A Ninja Turtles pinball machine isn’t that surprising. They’ve been around since 1984. A Godzilla pinball machine is even less surprising—Godzilla’s been smashing Tokyo since 1954. But a Mandalorian pinball machine? That’s got to be from 2019 at the earliest. Everything old is, well, still old, but it’s blending with the new, and that’s really cool.
I love pinball. As a teenager in the ‘80’s I remember going to the video arcade with my friends and while video games were cool enough—I was really good at Q*Bert—I was also drawn to the pinball machines that, even then, seemed a bit neglected. Even the new ones had a retro quality. After all The Who’s Tommy had been around since 1969. What really appealed to me, though, was their tangible quality. Even if I couldn’t touch the ball it was still real and really rolling around just under me, not on a screen. And unlike video games a pinball machine has thousands of moving parts that can act in unpredictable ways, raising the element of chance. Pinball is also all about focus: you have to ignore the flashing lights, the sounds, and just concentrate on that one silver ball. Or silver balls if you go into multiball mode.
The coffee shop where I found these pinball machines also has tournaments, game nights that bring people together, which just adds emphasis to the real-world nature of pinball. It’s been a long time since video games left the arcade and went into the home. For a while LAN parties were big events but it seems like they’ve dropped off significantly, and services like Twitch allow people to watch and even comment on a gamer’s progress. Some people even get a certain amount of fame and make a living that way. There’s still something, well, real about pinball, and people coming together to play it just emphasizes that.

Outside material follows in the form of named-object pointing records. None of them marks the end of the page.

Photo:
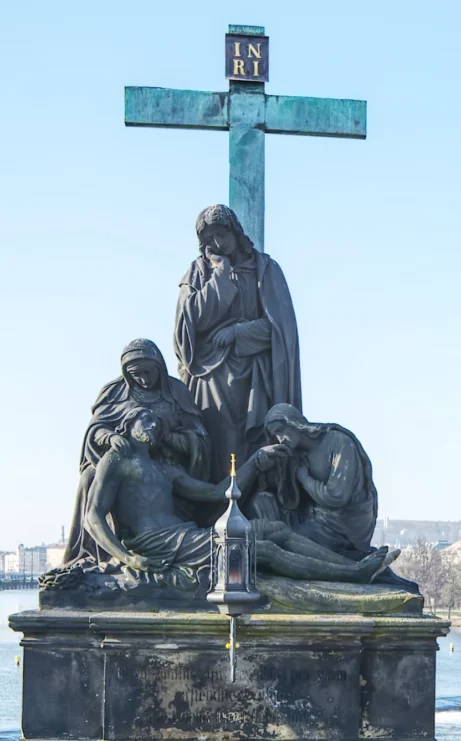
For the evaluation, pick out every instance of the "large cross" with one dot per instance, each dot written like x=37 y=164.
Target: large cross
x=247 y=113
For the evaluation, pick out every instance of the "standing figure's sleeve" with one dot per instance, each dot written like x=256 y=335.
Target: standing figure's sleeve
x=202 y=304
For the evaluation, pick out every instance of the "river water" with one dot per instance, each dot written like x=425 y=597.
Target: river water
x=448 y=704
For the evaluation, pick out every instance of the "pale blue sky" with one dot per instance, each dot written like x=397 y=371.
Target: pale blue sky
x=97 y=226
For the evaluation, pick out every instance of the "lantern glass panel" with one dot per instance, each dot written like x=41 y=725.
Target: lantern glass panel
x=235 y=575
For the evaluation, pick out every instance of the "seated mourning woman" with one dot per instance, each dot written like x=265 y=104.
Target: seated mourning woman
x=324 y=490
x=144 y=383
x=136 y=490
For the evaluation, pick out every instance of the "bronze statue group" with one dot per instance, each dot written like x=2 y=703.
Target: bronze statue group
x=155 y=456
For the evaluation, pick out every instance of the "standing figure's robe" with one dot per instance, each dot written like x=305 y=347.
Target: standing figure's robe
x=235 y=386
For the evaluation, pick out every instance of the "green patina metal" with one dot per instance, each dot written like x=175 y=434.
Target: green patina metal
x=248 y=114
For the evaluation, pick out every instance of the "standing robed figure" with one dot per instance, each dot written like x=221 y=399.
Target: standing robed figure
x=235 y=337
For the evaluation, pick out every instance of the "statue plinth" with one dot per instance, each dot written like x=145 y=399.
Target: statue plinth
x=122 y=676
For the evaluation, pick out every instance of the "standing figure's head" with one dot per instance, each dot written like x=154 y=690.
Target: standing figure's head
x=143 y=366
x=220 y=231
x=288 y=426
x=142 y=425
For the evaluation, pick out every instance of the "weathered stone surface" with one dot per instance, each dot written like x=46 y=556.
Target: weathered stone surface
x=166 y=676
x=288 y=595
x=103 y=592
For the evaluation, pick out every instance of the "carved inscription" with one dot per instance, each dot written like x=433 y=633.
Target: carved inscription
x=293 y=695
x=247 y=58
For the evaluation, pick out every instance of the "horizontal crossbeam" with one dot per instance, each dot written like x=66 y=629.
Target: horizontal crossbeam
x=289 y=114
x=283 y=114
x=179 y=109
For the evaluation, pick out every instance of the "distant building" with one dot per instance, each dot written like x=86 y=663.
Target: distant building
x=54 y=555
x=10 y=562
x=401 y=533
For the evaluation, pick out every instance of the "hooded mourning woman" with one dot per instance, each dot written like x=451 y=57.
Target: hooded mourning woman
x=324 y=489
x=144 y=383
x=235 y=338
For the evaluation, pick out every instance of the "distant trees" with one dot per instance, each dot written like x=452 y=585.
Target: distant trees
x=438 y=574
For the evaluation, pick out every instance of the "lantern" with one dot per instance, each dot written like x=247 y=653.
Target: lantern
x=233 y=564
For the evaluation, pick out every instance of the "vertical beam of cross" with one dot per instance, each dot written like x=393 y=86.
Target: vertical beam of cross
x=248 y=114
x=247 y=150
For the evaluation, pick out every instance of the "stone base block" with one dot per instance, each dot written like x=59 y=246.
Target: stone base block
x=166 y=676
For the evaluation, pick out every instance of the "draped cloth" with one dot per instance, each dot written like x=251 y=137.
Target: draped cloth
x=235 y=386
x=173 y=402
x=178 y=553
x=343 y=514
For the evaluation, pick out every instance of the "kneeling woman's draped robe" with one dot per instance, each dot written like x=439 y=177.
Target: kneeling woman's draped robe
x=235 y=386
x=188 y=443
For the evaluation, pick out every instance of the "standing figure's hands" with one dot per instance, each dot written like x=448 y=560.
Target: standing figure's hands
x=224 y=337
x=217 y=261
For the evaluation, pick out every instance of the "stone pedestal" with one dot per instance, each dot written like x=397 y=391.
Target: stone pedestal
x=136 y=676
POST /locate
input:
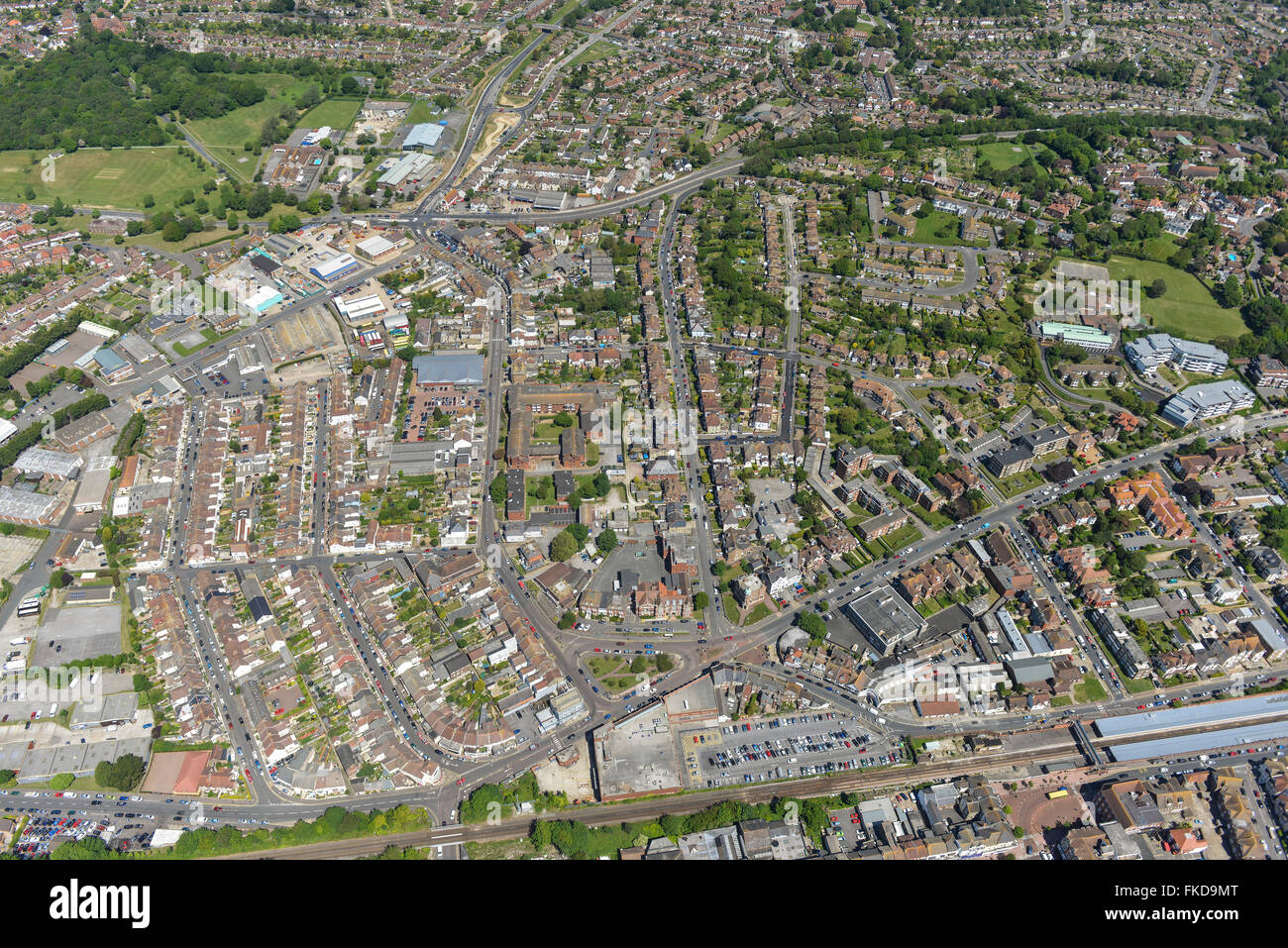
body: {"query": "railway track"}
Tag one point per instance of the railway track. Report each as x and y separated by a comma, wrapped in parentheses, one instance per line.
(1061, 747)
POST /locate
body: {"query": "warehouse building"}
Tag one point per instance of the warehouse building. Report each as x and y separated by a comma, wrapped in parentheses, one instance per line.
(424, 136)
(29, 507)
(52, 464)
(334, 268)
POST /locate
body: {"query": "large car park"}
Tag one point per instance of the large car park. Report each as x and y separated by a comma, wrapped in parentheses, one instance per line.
(807, 743)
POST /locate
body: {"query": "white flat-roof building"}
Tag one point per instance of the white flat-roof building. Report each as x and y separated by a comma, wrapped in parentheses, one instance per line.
(362, 309)
(29, 507)
(375, 247)
(1209, 401)
(1150, 352)
(54, 464)
(335, 266)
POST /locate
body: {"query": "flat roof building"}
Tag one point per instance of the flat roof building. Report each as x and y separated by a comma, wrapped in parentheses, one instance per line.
(335, 266)
(424, 136)
(458, 369)
(884, 618)
(1209, 401)
(29, 507)
(54, 464)
(1085, 337)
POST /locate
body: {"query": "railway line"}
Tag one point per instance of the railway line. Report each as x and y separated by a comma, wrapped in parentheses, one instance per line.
(1063, 746)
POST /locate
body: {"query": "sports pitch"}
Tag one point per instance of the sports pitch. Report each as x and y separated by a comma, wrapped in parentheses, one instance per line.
(117, 178)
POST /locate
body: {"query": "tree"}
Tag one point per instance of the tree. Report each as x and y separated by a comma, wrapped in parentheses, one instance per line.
(606, 541)
(1232, 291)
(812, 625)
(563, 546)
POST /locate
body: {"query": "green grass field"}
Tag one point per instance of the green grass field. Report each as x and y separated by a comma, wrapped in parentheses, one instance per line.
(939, 227)
(117, 178)
(1186, 307)
(601, 50)
(335, 112)
(421, 112)
(244, 124)
(1004, 155)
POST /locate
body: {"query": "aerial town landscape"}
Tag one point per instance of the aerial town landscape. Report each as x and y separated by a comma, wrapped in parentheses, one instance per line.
(657, 430)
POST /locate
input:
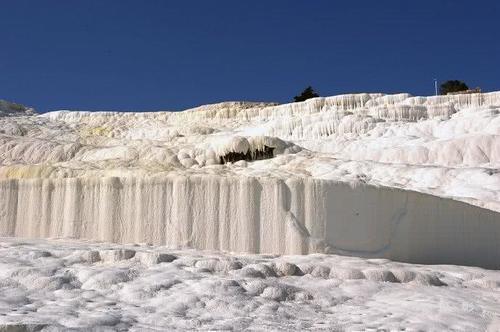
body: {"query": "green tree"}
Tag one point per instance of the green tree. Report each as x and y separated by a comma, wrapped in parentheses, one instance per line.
(306, 94)
(452, 86)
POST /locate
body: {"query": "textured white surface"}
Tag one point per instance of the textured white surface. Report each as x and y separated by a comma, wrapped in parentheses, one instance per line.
(447, 146)
(157, 177)
(80, 286)
(257, 215)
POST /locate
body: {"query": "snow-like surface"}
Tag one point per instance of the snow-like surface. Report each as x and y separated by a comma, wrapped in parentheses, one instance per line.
(448, 146)
(342, 179)
(78, 286)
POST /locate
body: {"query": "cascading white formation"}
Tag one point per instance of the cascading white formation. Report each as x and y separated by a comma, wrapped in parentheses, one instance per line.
(158, 177)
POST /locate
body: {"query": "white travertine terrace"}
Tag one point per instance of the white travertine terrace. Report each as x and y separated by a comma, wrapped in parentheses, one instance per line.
(396, 176)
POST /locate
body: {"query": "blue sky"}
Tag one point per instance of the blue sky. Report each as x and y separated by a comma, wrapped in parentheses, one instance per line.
(170, 55)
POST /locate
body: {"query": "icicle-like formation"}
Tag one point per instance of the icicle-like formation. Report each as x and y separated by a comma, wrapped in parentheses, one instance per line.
(259, 177)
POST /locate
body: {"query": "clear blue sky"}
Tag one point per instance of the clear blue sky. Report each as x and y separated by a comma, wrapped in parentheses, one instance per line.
(152, 54)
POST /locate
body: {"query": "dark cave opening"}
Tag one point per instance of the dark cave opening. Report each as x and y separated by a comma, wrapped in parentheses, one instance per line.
(231, 157)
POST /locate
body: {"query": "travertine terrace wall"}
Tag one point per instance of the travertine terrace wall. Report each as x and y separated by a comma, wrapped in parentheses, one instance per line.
(257, 215)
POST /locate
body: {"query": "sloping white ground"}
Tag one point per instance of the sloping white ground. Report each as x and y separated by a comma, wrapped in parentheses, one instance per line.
(256, 215)
(128, 176)
(448, 146)
(80, 286)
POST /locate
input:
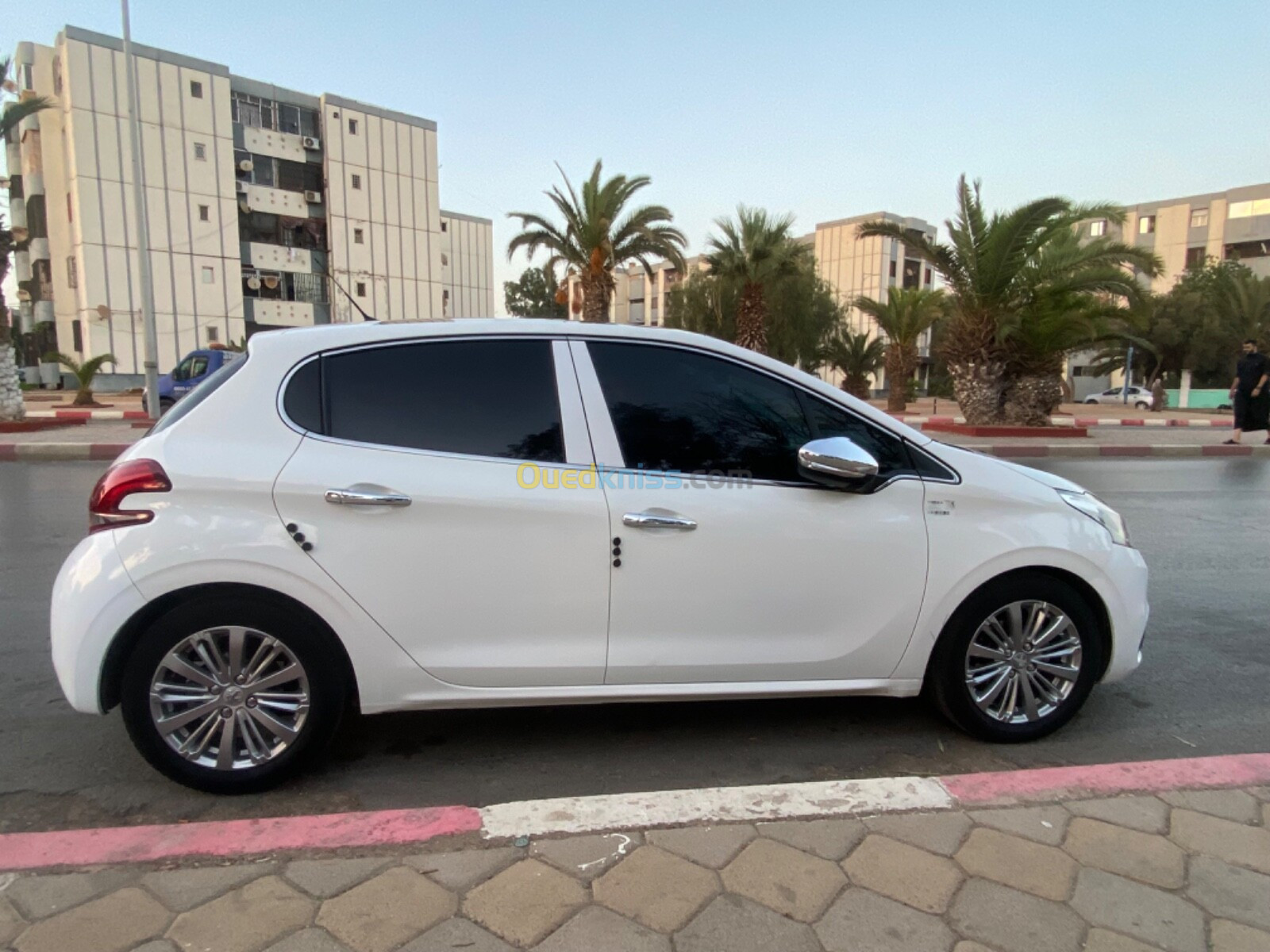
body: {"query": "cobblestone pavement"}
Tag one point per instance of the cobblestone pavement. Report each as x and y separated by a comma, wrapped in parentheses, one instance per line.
(1184, 871)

It also reminds me of one of my favorite pinball experiences. Near where I work there used to be a place with a couple of pinball machines. I’d go there on my lunch breaks with a few quarters. There were always the same three guys gathered around the same machine. I knew they were college students but they always seemed to be there. We never talked but I felt like I got to know them. Then one day I went in and just one of them was there alone. We nodded at each other and took turns playing the two games. Finally I asked him, “So, where are the other Lone Gunmen?”
Without batting an eye he shrugged and said, “In class.”